After their highwater mark in 1982 when they assassinated Anwar Sadat, Sunni supremacists groups spread globally with Qutbist ideas.  Though Sadat’s killing didn’t overthrow the state – it just brought in a new, more enduring boss, Hosni Mubarak – Sunni supremacists like al-Qaeda decided they weren’t being violent enough.

Which brought on the 1990s, when Sunni supremacists butchered tourists left and right, hoping to cripple the critical industry.  But Mubarak’s American friends gave him the know-how and cover to smash the Qutbists.  There were fewer holes to flee to as Egyptian security forces ran them down, with only Afghanistan and Sudan flirting with Sunni supremacist groups.

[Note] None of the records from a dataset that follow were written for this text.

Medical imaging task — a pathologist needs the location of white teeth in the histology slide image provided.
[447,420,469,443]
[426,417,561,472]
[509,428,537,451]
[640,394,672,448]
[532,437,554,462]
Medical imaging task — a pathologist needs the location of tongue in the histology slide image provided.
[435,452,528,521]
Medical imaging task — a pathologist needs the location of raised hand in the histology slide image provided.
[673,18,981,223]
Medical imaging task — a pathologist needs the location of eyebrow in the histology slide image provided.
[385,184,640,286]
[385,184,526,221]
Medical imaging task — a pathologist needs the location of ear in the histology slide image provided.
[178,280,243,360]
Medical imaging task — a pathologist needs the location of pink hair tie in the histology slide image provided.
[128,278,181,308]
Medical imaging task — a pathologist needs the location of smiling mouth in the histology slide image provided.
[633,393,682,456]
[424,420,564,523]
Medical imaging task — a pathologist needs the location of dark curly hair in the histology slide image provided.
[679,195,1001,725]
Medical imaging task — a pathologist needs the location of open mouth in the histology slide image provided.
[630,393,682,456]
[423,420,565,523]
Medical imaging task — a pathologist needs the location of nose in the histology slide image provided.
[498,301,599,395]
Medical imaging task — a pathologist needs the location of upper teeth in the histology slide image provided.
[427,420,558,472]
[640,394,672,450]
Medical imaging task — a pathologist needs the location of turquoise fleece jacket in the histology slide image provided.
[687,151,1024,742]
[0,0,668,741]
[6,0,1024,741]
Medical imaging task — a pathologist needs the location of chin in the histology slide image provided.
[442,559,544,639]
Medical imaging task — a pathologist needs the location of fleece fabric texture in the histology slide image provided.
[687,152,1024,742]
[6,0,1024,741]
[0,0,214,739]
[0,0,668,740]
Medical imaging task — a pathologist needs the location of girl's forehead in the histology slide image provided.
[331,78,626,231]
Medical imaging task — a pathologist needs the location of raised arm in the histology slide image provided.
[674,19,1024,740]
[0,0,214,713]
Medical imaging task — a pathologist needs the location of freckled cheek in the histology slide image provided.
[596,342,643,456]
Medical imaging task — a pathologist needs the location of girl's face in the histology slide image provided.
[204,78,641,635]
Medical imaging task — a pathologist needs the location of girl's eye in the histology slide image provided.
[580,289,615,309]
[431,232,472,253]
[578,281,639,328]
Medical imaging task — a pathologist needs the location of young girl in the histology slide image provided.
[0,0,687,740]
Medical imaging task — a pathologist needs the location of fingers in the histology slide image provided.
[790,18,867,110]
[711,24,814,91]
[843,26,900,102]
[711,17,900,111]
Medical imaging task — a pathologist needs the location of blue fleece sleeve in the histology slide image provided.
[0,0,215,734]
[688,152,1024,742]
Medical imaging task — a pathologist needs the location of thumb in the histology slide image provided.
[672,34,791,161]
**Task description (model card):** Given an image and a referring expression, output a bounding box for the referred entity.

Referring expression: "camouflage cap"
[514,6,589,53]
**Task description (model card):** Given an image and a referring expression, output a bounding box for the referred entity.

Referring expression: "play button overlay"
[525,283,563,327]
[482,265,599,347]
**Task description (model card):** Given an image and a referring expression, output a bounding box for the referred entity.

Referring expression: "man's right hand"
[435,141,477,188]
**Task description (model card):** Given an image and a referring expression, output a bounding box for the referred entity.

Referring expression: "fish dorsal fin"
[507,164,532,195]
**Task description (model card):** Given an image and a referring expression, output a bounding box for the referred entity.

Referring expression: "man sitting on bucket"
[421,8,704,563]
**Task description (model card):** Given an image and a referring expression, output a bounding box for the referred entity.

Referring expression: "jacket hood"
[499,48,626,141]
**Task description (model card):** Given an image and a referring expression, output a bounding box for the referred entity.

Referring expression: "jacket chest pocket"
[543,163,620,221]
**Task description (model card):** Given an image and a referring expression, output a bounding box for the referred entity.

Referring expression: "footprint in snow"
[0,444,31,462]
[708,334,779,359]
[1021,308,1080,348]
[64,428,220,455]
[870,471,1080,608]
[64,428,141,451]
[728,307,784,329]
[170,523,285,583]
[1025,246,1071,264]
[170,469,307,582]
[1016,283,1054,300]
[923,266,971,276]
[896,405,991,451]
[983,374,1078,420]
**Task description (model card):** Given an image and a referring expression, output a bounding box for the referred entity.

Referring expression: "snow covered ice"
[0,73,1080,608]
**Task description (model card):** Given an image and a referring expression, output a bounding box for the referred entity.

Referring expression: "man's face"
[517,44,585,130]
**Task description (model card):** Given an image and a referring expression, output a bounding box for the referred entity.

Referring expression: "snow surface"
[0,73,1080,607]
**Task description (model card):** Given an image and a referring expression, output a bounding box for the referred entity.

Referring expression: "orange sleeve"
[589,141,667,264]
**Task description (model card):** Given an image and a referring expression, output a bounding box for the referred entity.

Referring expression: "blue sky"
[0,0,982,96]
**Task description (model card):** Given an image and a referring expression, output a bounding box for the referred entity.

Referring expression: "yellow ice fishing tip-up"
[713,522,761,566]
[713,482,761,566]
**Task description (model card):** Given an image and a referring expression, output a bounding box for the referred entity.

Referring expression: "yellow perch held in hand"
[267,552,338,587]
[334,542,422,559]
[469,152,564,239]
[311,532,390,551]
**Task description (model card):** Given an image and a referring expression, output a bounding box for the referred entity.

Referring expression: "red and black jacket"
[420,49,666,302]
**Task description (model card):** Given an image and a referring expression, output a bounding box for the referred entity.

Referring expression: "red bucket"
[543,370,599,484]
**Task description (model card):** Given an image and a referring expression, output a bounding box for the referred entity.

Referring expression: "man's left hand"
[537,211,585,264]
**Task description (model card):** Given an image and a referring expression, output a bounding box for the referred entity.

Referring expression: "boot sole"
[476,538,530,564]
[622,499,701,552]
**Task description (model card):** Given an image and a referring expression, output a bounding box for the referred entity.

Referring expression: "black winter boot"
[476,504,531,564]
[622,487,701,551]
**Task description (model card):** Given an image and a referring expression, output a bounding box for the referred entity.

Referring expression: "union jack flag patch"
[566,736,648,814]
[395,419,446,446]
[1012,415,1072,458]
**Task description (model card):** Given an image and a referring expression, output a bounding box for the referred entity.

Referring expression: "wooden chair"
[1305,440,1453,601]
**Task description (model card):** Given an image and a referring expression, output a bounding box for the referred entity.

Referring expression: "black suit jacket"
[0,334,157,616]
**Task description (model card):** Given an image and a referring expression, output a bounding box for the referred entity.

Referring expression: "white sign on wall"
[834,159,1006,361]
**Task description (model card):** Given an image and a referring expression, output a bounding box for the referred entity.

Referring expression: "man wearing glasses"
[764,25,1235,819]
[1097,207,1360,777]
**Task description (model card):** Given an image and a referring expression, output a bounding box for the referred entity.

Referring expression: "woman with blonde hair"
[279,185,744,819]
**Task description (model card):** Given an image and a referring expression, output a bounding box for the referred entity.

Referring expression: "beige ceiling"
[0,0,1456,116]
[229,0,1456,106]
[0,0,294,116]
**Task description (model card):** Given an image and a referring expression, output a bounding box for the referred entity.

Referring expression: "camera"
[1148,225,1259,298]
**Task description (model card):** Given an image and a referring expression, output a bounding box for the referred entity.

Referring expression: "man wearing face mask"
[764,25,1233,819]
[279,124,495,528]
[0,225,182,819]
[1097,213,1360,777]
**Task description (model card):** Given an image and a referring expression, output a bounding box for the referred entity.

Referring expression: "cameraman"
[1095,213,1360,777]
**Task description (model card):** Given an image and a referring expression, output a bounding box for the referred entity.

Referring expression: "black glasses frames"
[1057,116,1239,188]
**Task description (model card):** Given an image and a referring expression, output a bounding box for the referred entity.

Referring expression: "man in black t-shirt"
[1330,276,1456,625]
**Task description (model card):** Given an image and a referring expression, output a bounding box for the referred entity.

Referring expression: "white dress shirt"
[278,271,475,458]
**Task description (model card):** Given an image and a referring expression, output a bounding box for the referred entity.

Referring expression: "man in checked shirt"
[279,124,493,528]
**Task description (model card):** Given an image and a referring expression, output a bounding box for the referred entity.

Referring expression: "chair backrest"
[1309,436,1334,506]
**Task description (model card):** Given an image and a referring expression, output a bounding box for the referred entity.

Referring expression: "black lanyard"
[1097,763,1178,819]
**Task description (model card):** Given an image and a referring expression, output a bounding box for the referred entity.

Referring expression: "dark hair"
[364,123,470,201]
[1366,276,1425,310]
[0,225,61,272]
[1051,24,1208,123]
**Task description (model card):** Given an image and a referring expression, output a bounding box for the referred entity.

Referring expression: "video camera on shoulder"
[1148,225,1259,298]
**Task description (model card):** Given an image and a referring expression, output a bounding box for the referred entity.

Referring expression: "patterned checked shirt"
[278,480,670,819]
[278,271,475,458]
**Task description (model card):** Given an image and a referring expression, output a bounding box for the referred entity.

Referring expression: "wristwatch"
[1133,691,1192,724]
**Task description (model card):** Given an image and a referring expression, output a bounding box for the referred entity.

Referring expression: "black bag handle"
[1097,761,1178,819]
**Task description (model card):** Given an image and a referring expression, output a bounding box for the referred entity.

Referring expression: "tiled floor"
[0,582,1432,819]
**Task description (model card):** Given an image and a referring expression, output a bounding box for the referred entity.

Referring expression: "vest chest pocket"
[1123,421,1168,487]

But today Libya is a crippled state, while the Islamic State’s territory-grabbing has inspired “provinces” there, in Egypt’s Sinai, and Afghanistan.  As it goes for Sunni supremacists, it’s a much more favorable environment to wage war on their favorite apostates.

So now Egypt is forced to go on the offensive, and it has found old enemies are now new allies. While Nasser and the Saudis despised one another – the Saudis hosted the anti-Nasser Muslim Brotherhood in the 1960s – now Riyadh, Abu Dhabi, and Cairo are closely aligned in their hatred of Sunni supremacists. Together they wage a proxy war in Libya, hoping to restore order via a strongman, Khalifa Haftar. 

This is hardly the last strike against the Sunni supremacists festering in Libya. As the Americans care less and less about human rights, let alone intra-Arab conflicts, Egypt’s war in Libya is certain to grow.